4.2. Non-Invasive Vascular Imaging in Adolescents

Beyond functional tests, several imaging modalities can assess early vascular changes associated with ED in adolescents. Carotid ultrasonography can measure IMT; elevated IMT in youth has been linked to hypertension and dyslipidemia. Pulse–wave velocity (PWV), measured by tonometry or oscillometric devices, provides an index of arterial stiffness and is often elevated in hypertensive adolescents, signifying premature arterial aging. Echocardiography can detect cardiac effects such as increased LV mass or diastolic dysfunction associated with longstanding high BP. Even the retinal vasculature may reflect hypertensive changes in severe cases. These imaging assessments complement functional tests: while FMD/PAT evaluate endothelial function, imaging demonstrates structural consequences (arterial stiffening, cardiac remodeling). Combining functional and structural assessments provides a more comprehensive picture of vascular health in hypertensive adolescents. (Table 1 in the manuscript summarizes representative studies on ED in hypertensive youth).

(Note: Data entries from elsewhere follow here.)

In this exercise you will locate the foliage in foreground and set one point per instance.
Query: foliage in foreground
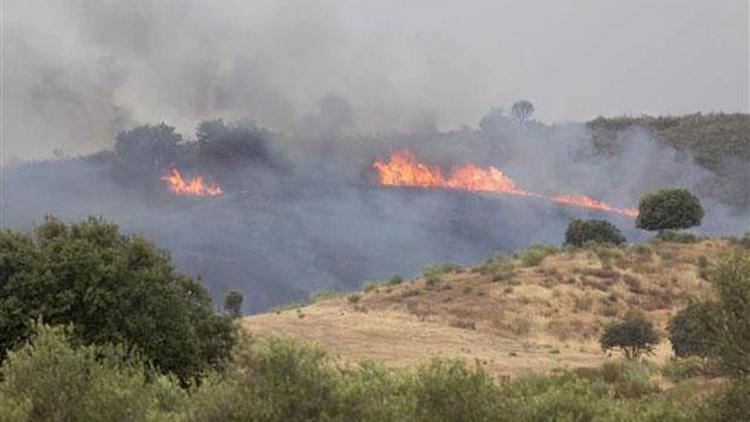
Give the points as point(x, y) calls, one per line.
point(634, 335)
point(278, 380)
point(669, 209)
point(114, 289)
point(580, 232)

5. Pathophysiology and Biomarkers of ED in Adolescent Hypertension

5.1. Nitric Oxide and Oxidative Stress

Endothelial-derived nitric oxide (NO) is a key vasoprotective molecule. In ED, decreased NO bioavailability is a central feature. During normal adolescence, rising levels of sex steroids and growth hormones can modulate vascular tone and endothelial function [19], but in hypertensive teens these effects may be blunted by oxidative stress and vascular load, and excess weight is associated with increased arterial stiffness [20]. Mechanistically, hypertension-related neurohumoral activation and oxidative stress reduce NO signaling and promote vasoconstriction; comprehensive reviews detail these pathways [35]. Biomarkers of oxidative stress can be elevated, whereas antioxidant capacity may be reduced [35]. Asymmetric dimethylarginine (ADMA)—an endogenous inhibitor of eNOS—is often higher in pediatric hypertension and obesity [36,37]. Importantly, NO bioavailability appears modifiable: in a pediatric trial, ramipril markedly reduced ADMA and inflammatory markers, suggesting a direct endothelial benefit beyond BP lowering [33,38]. Overall, reduced NO bioavailability is a central abnormality in hypertensive ED.

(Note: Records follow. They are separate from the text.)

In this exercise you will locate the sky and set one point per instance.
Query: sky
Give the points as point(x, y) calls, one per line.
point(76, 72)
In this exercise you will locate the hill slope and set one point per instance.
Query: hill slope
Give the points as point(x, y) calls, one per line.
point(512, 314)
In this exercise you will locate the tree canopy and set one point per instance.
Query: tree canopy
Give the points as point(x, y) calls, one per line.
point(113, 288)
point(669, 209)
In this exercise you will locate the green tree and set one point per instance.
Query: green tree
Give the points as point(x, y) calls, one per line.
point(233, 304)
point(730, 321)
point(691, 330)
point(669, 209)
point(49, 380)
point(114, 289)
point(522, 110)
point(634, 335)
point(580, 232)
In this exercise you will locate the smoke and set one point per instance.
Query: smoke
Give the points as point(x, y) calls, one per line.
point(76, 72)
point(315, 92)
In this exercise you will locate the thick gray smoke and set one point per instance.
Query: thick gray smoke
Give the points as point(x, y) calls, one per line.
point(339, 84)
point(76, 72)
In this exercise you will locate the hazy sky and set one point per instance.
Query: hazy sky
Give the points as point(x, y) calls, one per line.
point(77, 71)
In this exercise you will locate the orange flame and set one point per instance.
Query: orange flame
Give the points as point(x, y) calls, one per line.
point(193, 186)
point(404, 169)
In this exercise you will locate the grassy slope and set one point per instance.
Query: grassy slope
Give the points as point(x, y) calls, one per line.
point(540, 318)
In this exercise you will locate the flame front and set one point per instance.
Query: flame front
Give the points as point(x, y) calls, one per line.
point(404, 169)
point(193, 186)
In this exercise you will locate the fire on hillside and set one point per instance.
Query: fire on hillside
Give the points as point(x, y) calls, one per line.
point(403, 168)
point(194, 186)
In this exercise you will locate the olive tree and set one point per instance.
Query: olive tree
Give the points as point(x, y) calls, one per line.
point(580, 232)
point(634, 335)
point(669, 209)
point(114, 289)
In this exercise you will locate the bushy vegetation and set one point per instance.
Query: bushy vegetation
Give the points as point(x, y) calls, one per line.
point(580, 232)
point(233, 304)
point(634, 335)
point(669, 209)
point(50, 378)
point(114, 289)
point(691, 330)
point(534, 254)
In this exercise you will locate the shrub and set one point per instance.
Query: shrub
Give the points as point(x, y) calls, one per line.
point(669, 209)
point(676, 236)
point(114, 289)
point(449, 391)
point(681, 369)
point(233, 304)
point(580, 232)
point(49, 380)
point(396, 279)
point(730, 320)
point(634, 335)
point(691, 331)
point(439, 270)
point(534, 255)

5.2. Inflammation and Endothelial Activation

Hypertension is accompanied by low-grade inflammation. Endothelial cells in a pro-inflammatory environment express higher levels of adhesion molecules and release cytokines, further propagating vascular injury; inflammation–ED interactions in pediatric hypertension are summarized in recent reviews [35]. Circulating inflammatory markers (e.g., high-sensitivity CRP, IL-6, TNF-α) may be elevated. Microparticles (extracellular vesicles) shed from activated endothelium can also be increased. Novel biomarkers include endocan, which correlates with ED severity in obese pediatric patients [34].

5.3. Pubertal Modulation of Endothelial Function

Adolescence is a time of significant hormonal and metabolic changes that can transiently impact endothelial function. In healthy youths, endothelium-dependent vasodilation tends to improve through puberty, likely as a result of hormonal changes [19]. In the context of hypertension, these beneficial effects may be diminished. Sex and pubertal stage can modulate cardiovascular risk markers in youth [19]; clinicians should consider the developmental stage when evaluating ED in adolescent hypertensives.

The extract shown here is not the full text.